In this report, we have identified an ncRNA in IBV-infected cells and revealed that this ncRNA is generated via discontinuous transcription mechanism by reverse genetics and mutagenesis for the first time. Although the ncRNA has no or little effect on viral replication and pathogenesis in Vero cells, roles in IBV pathogenesis in chicken and virus-host interplay are unknown, needing to further study.

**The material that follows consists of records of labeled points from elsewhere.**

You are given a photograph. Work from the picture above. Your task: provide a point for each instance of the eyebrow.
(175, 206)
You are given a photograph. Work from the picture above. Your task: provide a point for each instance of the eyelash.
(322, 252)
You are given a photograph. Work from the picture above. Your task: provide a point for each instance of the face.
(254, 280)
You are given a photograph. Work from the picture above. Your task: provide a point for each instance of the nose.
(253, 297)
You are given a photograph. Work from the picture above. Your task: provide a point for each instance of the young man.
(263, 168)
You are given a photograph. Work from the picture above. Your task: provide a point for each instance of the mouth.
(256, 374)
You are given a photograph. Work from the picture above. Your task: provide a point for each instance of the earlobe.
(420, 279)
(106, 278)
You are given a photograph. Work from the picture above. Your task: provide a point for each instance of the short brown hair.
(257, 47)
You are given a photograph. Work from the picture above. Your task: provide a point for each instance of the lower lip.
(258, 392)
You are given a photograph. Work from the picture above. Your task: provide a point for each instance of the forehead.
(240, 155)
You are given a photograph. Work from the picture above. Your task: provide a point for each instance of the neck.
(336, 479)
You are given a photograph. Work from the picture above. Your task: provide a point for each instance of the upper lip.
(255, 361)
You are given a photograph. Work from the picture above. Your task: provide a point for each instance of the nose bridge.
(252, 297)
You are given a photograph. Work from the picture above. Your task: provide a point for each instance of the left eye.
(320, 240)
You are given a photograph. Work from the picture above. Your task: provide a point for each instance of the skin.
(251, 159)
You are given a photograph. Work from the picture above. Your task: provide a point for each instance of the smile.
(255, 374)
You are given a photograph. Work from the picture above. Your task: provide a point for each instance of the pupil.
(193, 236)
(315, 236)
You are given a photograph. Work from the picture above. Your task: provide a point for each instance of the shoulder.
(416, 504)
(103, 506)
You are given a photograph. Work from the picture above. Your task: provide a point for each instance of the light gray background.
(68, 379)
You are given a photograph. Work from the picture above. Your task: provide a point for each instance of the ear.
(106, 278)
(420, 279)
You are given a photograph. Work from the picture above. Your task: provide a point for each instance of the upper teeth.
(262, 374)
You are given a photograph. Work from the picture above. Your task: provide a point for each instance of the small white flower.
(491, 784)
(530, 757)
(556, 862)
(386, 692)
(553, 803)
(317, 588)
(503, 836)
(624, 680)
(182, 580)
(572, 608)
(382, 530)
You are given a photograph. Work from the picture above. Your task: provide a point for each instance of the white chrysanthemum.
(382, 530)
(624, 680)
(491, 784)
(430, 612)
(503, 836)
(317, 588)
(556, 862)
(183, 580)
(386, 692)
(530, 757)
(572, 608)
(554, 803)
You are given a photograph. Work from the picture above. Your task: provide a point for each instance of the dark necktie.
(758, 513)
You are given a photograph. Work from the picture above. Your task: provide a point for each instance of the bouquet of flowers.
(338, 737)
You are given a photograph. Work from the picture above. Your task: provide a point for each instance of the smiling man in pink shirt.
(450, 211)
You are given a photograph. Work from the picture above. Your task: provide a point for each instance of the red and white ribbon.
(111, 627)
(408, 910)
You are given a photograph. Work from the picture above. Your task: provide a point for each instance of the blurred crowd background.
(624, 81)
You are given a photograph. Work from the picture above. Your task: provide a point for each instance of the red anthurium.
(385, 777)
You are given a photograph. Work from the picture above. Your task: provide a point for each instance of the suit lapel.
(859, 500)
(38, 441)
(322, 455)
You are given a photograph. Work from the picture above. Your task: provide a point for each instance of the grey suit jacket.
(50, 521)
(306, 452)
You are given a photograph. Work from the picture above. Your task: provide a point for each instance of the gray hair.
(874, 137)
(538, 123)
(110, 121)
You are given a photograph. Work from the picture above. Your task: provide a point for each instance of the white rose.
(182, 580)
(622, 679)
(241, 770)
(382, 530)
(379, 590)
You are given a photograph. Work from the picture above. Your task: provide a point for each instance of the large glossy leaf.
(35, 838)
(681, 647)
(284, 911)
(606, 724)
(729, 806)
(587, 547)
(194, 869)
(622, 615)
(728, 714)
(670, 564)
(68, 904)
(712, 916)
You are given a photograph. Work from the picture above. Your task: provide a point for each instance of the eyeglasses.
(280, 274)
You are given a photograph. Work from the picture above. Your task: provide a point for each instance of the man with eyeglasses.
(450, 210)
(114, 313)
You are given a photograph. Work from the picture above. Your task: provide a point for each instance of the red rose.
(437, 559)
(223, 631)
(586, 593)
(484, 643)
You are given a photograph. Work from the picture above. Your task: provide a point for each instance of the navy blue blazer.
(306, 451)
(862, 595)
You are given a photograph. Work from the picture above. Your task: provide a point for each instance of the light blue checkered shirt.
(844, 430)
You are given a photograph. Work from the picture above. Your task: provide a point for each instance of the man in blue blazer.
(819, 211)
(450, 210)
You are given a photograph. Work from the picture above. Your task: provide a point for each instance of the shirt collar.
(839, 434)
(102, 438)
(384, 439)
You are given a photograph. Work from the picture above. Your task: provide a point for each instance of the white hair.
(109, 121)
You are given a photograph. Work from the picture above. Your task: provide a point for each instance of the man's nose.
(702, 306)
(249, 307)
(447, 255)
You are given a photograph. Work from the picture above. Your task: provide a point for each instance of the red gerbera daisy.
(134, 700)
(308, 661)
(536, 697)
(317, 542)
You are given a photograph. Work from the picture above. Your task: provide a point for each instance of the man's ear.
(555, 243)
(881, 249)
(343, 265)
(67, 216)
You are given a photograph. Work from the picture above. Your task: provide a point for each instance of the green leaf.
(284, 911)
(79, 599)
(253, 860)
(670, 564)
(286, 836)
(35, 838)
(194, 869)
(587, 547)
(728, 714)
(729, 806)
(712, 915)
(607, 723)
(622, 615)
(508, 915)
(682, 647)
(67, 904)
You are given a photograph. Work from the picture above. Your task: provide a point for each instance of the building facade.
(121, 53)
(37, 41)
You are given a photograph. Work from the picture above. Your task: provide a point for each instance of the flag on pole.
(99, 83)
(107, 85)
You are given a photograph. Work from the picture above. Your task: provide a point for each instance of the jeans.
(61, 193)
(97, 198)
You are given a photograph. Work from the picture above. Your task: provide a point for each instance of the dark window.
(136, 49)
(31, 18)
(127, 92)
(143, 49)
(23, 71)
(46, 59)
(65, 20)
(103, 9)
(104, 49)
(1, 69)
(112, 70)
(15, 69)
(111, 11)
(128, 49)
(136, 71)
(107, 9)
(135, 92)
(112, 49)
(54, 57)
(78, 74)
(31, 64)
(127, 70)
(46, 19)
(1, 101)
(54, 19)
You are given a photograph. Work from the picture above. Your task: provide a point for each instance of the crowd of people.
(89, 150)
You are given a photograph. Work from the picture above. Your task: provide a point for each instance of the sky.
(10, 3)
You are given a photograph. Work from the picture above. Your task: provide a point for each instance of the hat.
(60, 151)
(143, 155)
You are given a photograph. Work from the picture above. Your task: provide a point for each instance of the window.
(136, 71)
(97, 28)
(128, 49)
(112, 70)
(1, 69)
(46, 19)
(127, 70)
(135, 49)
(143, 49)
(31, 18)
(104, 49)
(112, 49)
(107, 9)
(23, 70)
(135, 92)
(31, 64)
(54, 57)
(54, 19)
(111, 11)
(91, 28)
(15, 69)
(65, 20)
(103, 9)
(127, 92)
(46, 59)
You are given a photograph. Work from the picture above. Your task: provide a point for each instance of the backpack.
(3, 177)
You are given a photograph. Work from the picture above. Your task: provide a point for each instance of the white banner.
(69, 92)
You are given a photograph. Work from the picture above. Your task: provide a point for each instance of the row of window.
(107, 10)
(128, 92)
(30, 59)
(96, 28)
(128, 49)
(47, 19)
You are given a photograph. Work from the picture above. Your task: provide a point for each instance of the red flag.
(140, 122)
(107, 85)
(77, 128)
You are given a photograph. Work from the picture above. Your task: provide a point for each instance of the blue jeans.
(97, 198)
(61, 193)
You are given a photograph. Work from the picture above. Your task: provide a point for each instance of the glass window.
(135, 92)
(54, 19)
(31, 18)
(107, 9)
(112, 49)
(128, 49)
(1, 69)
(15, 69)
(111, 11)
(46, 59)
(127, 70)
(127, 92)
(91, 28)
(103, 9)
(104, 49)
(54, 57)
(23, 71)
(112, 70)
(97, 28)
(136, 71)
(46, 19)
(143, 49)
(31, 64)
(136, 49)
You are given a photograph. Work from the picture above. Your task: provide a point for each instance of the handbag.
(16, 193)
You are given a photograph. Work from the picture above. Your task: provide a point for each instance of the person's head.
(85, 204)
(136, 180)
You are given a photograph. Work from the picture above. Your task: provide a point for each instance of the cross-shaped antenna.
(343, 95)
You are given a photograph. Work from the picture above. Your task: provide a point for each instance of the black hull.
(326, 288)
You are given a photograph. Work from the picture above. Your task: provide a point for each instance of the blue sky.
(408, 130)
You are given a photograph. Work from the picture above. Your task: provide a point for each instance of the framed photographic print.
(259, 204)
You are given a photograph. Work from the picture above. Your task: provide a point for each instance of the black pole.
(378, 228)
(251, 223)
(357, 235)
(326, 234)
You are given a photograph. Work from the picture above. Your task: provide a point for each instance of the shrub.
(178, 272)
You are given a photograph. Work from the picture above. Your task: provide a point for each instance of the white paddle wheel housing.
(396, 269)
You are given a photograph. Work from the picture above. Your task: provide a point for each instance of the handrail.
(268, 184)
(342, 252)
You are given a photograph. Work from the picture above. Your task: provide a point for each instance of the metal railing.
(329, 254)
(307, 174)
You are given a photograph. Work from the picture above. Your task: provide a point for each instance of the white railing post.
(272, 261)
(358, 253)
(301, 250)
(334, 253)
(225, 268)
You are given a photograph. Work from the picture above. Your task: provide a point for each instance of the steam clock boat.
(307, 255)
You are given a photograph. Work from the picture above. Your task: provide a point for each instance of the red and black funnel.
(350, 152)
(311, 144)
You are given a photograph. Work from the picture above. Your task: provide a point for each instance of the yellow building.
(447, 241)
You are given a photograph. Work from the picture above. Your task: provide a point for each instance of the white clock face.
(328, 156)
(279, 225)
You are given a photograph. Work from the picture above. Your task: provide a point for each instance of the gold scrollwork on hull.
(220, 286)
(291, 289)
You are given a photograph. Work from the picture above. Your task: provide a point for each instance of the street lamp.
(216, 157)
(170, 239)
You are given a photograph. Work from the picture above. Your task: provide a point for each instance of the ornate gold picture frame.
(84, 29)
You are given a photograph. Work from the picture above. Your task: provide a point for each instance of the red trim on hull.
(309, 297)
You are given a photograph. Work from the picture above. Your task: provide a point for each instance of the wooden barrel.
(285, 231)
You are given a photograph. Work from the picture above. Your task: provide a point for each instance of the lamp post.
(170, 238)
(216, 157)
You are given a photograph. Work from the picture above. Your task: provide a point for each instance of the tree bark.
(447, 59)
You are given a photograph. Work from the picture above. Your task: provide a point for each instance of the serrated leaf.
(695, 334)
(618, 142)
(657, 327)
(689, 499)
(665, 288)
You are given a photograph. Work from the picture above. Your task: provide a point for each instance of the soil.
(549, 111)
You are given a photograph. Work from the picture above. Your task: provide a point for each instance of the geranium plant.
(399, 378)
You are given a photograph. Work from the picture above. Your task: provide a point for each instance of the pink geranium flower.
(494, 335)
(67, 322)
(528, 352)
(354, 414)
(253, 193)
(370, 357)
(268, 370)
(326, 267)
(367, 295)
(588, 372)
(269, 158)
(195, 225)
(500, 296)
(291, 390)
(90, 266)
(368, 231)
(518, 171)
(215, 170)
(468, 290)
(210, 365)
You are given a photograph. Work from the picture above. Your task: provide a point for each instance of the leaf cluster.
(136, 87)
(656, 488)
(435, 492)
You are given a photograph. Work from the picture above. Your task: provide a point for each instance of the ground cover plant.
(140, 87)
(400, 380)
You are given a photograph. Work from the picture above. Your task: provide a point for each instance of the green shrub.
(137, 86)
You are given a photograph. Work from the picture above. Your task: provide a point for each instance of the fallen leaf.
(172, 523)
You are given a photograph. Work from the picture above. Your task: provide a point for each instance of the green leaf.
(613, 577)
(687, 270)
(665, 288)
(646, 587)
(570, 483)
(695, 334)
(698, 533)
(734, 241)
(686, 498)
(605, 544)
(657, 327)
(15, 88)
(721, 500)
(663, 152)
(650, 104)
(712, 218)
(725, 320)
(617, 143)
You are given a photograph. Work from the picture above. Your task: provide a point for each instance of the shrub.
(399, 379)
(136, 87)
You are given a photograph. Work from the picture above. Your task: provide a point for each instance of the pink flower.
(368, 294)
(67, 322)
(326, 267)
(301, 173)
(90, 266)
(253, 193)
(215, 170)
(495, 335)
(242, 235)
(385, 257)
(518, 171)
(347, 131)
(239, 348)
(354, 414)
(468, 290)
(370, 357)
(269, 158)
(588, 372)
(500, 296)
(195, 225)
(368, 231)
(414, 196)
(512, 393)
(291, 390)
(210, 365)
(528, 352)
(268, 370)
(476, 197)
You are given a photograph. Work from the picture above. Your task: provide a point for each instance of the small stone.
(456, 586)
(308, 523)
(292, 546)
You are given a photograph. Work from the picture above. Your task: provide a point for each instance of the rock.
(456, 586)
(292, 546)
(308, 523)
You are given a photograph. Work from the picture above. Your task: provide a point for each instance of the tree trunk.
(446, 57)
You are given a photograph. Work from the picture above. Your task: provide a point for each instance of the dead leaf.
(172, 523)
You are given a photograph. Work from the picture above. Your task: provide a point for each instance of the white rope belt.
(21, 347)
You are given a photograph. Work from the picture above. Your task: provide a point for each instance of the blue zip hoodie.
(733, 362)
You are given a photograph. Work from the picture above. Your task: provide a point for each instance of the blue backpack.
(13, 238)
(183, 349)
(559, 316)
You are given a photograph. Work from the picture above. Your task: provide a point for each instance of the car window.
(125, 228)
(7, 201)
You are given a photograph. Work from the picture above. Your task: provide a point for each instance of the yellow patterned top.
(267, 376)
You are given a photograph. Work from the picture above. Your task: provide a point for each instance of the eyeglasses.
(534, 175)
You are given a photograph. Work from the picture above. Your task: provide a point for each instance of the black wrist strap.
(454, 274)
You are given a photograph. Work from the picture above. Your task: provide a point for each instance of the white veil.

Coronaviruses employ a discontinuous transcription mechanism to synthesize subgenomic mRNAs through template switch taking place in the transcription-regulating sequences in the 3′ end of the leader (TRS-L) and in the intergenic region preceding each mRNA body (TRS-B) during negative RNA synthesis (Baric and Yount, 2000, Zúñiga et al., 2004, Masters, 2006, Sawicki et al., 2007). The five sgRNAs (mRNAs 2–6) of IBV, which are readily detected by Northern blotting, possess the canonical core sequence (5′- CU(U/G)AACAA-3′) (Table 1). It has been reported that coronaviruses, such as severe acute respiratory syndrome coronavirus, mouse hepatitis virus and IBV, can use noncanonical CS to synthesize sgRNA via discontinuous transcription mechanism (Zhang and Liu, 2000, Hussain et al., 2005, Bentley et al., 2013). In this report, we have identified the existence of a novel sgRNA derived mainly from the 3′ UTR of IBV in the IBV-infected cells (Fig. 1). The synthesis of this sgRNA is mediated by a truncated CS (27104UAACA27108) identical to nucleotides of 3–7 of IBV CS. Among which at least three nucleotides (A27105/A27106/C27107) are involved in the effective sgRNA generation (Fig. 2, Fig. 4), providing more evidence for the use of noncanonical transcriptional signals in synthesis of coronavirus sgRNAs. In addition, we verified that the sequence motif (A27100/A27111/G27113/G27114) located downstream of the truncated CS (UAACA) is necessary for ncRNA generation (Fig. 4), reinforcing the importance of nucleotides immediately flanking CS in coronavirus sgRNA synthesis (Sola et al., 2005).

Interestingly, when BLAST search in GenBank, we find that the sequence motif (UAACA) is conserved at 5′ end of 3′ UTR of IBV strain Beaudette and its derivants, Arkansas DP1, and turkey coronavirus but not for strain M41, H120, H52, A2, and several field isolates in China. Therefore, whether these viruses can produce ncRNA and how ncRNA affects the viral pathogenecity remain to be determined.